The point has been made that universities have become too focused on their approach as businesses, rather than their role in places or to their students. Is that fair?
“I understand the point but the reality is that is where policy has driven them because you can only operate if you are financially sustainable and so that has become an inevitability. I don’t think any of us find that the space where we would have chosen to be,” she says.
“It’s a real challenge at the moment and I hope I don’t sound too trite in saying this but the time of challenge also gives the opportunity to look at things differently and I think that’s a part of the landscape that having a review into these different things may help shape because you can’t assume that what we did 10 years ago is necessarily going to be the shape of the future.”

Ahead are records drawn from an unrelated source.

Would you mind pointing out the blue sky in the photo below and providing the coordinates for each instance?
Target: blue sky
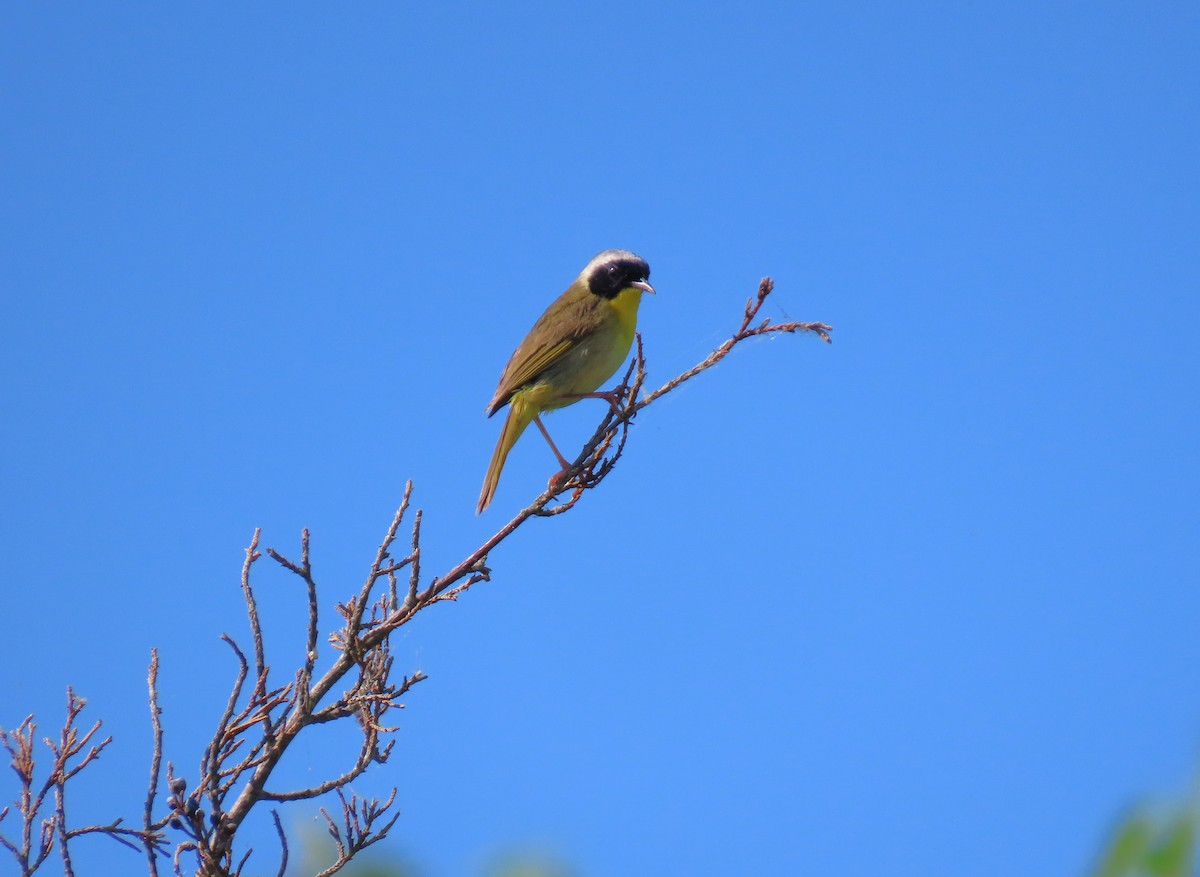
(924, 601)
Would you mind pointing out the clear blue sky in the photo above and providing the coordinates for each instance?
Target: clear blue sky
(922, 602)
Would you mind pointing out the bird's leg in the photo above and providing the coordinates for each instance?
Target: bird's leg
(562, 460)
(612, 397)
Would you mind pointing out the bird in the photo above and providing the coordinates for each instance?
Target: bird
(574, 347)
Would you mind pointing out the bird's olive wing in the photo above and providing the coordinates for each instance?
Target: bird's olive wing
(570, 319)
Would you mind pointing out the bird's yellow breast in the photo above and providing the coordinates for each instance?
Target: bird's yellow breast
(593, 360)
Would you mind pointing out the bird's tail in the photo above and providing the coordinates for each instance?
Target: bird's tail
(520, 416)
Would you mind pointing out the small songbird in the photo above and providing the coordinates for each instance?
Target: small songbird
(573, 348)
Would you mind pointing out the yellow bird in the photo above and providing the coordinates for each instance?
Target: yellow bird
(571, 349)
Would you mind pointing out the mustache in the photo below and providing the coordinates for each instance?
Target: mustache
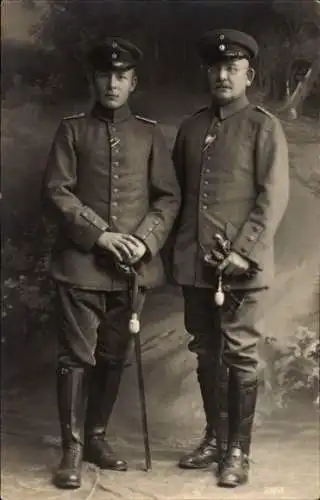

As if to demonstrate just how interwoven higher education is when we meet in central Cardiff, from the windows surrounding us, two universities and a higher education college are within our eyelines.
Does she have faith in the future however it will look? “I absolutely have faith in the future because we have to have faith in the future and people will always be wanting to achieve their ambitions and have the opportunity to reach their dreams won’t they? Whether it will look the same way it looks now? Probably not.
“I think things will look different but in a sense that’s why we’ve got a different sort of structure in Wales, the tertiary sector.
“Universities will absolutely be at the heart of that future but it has to be at the heart and the future of our graduates but also of Wales. To be a strong, this isn’t a political point at all, but I think to be a strong country into the future we need strong universities, we need successful education, we need to drive prosperity, we need research and innovation that is going to position us where we should be.”